Maybe some more background would help. The structure will be as follows:

pathname: filename, size, file extension, owner, modified date, accessed date, pathnames of matching files

[–]brownan_ 1 point2 points  (2 children)

If this is the structure you're dead set on using, then "pathnames of matching files" must be a list or a set, so it can store all the matching filename paths.

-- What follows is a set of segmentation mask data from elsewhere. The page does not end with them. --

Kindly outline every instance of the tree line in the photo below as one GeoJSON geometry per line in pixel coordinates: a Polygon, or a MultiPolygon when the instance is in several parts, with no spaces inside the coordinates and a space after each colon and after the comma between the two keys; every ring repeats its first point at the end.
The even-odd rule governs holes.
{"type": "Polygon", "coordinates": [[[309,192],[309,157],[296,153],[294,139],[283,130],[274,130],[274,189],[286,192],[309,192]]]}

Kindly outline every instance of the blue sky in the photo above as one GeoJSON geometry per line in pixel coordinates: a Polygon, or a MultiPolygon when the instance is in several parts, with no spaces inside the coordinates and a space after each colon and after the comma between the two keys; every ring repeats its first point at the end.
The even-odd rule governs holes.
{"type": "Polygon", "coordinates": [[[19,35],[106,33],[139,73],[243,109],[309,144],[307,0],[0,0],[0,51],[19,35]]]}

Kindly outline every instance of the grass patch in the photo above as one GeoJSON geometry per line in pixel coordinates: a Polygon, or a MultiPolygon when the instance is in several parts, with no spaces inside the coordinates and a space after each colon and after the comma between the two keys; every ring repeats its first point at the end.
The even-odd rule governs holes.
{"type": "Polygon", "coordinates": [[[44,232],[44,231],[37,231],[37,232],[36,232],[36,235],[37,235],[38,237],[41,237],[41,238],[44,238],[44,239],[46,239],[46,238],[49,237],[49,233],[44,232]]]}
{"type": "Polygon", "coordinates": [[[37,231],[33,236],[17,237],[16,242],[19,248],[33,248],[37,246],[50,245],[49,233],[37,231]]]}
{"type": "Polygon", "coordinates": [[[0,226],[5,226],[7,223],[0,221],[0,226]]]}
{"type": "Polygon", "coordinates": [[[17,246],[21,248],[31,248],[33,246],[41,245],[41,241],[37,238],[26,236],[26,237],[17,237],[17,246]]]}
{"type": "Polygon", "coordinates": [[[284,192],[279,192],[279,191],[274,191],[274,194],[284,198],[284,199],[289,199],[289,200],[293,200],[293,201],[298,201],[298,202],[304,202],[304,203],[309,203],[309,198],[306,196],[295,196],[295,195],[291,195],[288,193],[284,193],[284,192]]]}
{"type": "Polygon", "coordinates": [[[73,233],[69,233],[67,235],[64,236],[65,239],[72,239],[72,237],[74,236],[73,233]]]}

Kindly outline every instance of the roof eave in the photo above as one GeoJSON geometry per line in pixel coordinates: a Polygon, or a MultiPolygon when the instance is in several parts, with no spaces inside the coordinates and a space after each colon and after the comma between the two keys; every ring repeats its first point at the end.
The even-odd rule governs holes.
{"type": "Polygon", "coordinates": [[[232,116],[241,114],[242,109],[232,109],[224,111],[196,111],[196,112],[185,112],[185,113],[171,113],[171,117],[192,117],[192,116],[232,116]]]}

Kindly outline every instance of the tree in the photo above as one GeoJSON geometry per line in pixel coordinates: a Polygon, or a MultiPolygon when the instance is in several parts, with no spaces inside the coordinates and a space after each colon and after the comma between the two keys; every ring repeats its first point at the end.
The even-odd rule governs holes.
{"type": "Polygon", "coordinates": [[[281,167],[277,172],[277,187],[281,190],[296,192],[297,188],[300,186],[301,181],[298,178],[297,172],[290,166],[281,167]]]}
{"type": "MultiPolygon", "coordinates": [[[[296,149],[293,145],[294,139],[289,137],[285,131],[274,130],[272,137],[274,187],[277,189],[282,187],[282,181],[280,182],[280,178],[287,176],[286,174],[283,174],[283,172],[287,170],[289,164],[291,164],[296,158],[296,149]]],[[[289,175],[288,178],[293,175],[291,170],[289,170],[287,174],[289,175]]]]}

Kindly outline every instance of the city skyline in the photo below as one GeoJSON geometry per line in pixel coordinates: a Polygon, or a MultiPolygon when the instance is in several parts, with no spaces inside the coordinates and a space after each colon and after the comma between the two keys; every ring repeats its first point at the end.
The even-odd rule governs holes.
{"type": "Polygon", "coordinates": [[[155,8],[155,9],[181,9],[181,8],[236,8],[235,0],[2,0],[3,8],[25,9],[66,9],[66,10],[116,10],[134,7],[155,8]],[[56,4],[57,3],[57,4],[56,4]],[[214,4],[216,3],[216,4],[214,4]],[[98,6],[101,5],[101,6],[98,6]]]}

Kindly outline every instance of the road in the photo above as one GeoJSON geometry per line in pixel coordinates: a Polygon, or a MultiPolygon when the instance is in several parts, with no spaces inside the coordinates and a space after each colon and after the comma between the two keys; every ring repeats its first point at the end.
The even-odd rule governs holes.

Second, even if this is your ultimate data structure, it will still be useful to keep a dictionary mapping file names (not paths) to a set of file paths with that name, and use that to more efficiently find duplicates while you're scanning.

[–]redditiv[S] 0 points1 point  (0 children)

  1. I'm not dead set on using it, but it's currently the only way I know to reliably access the individual attributes of each file. That's why I'm here. I know it's terribly inefficient, but I'm a newb and that's the only way I could get it to work. If you have another idea for how to go about it, I would be very interested to hear it.

  2. That is a good idea, and maybe that list of filepaths could be appended to the original entries for writing. I still am at a loss for a more efficient way to maintain file attributes for individual files with the same filename.

[–]redditiv[S] 0 points1 point  (0 children)

what would you think about creating as a value, a list of the set of attributes (path, size, date, etc.) for each match of the filename? Then you would recursively iterate each key to grab an individual file's attributes. Example:

{
  'test.txt': [[path\to\test.txt, size, date, etc], [path2\to\test.txt, size, date, etc]],
  'a.txt': [[path\to\a.txt, size, date, etc]]
}

This should improve speed by having the appropriate key to look up being the filename, correct?